# Carna 4



## Huly (Mar 5, 2012)

Kim has been researching this food and is just starting to carry it in her store. I am trying it on the pups now. There base is still Primal in morning and raw at night but this looks like it will be good for long days away or even traveling.

Carna4 | Hand Crafted Pet Food. Synthetic Free, All Natural Dog Food

Supposedly it is only cooked 4 minutes. The kids like it and it is not as hard as kibble. I do not hear the crunch like regular kibble when they eat it. 

What do y'all think?


----------



## Wicked Pixie (Oct 14, 2011)

It still has quite a high carb content, I'm not a fan of carbs in dog foods at all.


----------



## Huly (Mar 5, 2012)

Wicked Pixie said:


> It still has quite a high carb content, I'm not a fan of carbs in dog foods at all.


Yeah I was looking at that too but I like that it is cooked only 4 minutes.
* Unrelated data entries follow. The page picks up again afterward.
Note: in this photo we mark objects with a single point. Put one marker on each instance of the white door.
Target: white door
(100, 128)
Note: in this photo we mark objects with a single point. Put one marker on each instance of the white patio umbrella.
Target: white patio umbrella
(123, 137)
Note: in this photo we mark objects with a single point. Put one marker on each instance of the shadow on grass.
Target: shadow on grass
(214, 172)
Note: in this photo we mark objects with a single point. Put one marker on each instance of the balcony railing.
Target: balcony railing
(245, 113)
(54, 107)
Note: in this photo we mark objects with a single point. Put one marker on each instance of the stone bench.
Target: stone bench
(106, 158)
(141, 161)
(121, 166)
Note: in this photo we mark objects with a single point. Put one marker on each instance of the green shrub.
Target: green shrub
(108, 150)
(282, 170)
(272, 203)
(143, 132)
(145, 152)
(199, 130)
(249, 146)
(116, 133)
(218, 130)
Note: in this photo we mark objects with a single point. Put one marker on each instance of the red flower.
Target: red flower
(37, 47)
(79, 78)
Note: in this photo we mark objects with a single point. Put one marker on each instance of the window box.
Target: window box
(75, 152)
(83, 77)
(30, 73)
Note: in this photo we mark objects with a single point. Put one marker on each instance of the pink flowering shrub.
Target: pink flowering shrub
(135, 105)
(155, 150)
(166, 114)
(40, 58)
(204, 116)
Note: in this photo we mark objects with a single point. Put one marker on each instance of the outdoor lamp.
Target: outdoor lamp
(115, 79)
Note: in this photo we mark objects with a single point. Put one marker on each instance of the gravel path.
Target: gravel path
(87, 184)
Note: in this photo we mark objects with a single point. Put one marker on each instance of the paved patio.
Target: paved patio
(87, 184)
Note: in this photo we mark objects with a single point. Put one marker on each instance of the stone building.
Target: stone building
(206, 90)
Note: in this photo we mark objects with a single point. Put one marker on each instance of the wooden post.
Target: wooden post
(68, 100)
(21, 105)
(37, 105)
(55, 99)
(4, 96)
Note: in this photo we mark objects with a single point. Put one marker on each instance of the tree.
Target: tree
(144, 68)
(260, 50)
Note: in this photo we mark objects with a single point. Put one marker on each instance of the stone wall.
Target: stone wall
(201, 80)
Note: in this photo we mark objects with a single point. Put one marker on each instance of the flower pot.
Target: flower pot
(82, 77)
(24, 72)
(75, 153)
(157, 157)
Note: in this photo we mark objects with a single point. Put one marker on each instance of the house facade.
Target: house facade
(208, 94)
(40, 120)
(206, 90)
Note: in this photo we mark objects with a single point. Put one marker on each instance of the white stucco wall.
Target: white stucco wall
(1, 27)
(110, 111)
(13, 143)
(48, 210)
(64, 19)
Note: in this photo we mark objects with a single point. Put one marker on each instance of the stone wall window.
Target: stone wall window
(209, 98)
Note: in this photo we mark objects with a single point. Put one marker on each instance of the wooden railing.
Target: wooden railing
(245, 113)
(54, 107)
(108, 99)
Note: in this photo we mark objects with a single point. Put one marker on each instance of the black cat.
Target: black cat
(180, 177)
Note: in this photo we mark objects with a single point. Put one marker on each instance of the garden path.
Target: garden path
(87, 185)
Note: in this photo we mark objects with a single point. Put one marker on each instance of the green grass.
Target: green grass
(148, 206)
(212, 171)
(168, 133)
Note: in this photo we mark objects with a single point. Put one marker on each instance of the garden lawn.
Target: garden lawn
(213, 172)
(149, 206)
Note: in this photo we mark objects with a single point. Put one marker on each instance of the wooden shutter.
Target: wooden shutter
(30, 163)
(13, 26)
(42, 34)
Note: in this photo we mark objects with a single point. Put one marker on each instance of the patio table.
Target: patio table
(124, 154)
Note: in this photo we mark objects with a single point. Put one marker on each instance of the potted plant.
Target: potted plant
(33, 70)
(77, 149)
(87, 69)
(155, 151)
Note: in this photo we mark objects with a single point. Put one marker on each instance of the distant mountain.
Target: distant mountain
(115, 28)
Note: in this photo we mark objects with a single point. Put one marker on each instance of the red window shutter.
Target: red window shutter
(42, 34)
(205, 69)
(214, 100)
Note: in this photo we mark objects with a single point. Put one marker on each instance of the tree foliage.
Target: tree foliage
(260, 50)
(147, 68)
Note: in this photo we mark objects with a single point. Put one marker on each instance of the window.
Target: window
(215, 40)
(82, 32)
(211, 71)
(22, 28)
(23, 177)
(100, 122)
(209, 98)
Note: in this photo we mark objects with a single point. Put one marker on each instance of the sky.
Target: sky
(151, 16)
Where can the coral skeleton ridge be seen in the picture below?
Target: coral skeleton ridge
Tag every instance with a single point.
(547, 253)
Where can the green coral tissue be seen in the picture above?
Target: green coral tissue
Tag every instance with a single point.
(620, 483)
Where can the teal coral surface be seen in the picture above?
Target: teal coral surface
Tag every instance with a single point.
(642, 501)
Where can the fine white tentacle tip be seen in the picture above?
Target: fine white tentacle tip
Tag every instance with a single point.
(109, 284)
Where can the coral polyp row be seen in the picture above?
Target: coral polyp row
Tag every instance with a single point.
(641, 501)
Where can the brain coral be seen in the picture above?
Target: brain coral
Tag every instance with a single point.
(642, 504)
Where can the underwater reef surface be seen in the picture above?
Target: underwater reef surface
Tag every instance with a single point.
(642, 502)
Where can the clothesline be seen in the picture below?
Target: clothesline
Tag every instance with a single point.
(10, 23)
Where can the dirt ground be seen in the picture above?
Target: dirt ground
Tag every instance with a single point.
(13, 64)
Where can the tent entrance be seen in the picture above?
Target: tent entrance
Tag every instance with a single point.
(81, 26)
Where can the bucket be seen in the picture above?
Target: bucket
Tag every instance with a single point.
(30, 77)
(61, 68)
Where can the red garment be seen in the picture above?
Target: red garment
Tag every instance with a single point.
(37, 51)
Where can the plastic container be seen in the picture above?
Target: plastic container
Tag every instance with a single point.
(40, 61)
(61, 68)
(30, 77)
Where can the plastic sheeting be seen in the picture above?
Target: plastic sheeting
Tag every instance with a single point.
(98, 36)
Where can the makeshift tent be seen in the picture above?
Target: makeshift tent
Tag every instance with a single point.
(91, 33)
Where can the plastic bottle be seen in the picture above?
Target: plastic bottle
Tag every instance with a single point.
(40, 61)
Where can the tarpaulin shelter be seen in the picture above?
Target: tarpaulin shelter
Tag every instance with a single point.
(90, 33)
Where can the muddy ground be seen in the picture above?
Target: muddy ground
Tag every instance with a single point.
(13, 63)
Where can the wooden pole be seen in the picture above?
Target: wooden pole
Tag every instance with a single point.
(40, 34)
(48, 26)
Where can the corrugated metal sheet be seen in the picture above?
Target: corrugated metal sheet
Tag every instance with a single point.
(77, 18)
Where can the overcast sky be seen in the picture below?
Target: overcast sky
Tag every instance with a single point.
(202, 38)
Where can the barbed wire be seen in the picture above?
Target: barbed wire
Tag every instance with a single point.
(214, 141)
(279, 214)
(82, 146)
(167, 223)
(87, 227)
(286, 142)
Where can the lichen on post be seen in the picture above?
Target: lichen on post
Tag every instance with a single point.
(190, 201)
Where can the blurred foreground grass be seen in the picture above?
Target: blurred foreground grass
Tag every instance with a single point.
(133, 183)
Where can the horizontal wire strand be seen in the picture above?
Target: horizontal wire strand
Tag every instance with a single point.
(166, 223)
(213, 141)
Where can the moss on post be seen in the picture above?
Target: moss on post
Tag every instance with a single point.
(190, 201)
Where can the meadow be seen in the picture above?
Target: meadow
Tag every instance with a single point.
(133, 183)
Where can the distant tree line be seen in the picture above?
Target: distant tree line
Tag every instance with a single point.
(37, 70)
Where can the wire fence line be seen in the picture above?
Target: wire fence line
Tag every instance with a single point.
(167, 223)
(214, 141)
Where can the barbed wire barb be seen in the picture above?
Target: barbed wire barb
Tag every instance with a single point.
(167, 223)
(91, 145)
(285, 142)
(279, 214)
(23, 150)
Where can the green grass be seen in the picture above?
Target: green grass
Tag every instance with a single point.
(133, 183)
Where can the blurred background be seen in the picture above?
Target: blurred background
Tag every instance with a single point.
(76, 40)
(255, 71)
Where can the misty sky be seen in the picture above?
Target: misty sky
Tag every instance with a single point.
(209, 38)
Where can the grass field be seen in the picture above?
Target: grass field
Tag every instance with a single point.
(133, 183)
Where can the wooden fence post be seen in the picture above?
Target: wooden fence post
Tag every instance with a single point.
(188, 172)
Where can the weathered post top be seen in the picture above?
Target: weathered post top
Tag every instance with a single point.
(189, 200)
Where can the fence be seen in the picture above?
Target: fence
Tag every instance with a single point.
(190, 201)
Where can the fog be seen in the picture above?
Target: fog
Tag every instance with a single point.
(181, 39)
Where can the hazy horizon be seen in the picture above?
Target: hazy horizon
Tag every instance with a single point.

Which is better slightly higher carbs and less cooking or more meat and more cooking?

Here is a company I am hoping comes out with a dehydrated food. I use the cat cans for my cats and they are 96% meat! 

http://wildcalling.com/


----------



## Huly (Mar 5, 2012)

The reason I am looking is end of July I am going away for a weekend and my parents are going with me so my pups will have a sitter. I don't think a sitter would do well feeding raw etc and I can't leave Primal down as BG eats it all until it is gone.


----------



## Wicked Pixie (Oct 14, 2011)

Well it certainly isn't going to do them any harm for the occasional weekend. (Unless you have a dog that has yeast issues, in which case I wouldn't feed any carbs, at all, ever lol)
It does look a lot less processed than regular kibble, but the proof of the pudding is in the eating. If they like it and are doing well on it then it is a good choice.


----------



## Huly (Mar 5, 2012)

yeah that is why I am testing them with it to see how it goes. Their main diet will stay Primal and raw but for a kibble it doesn't look too bad.


----------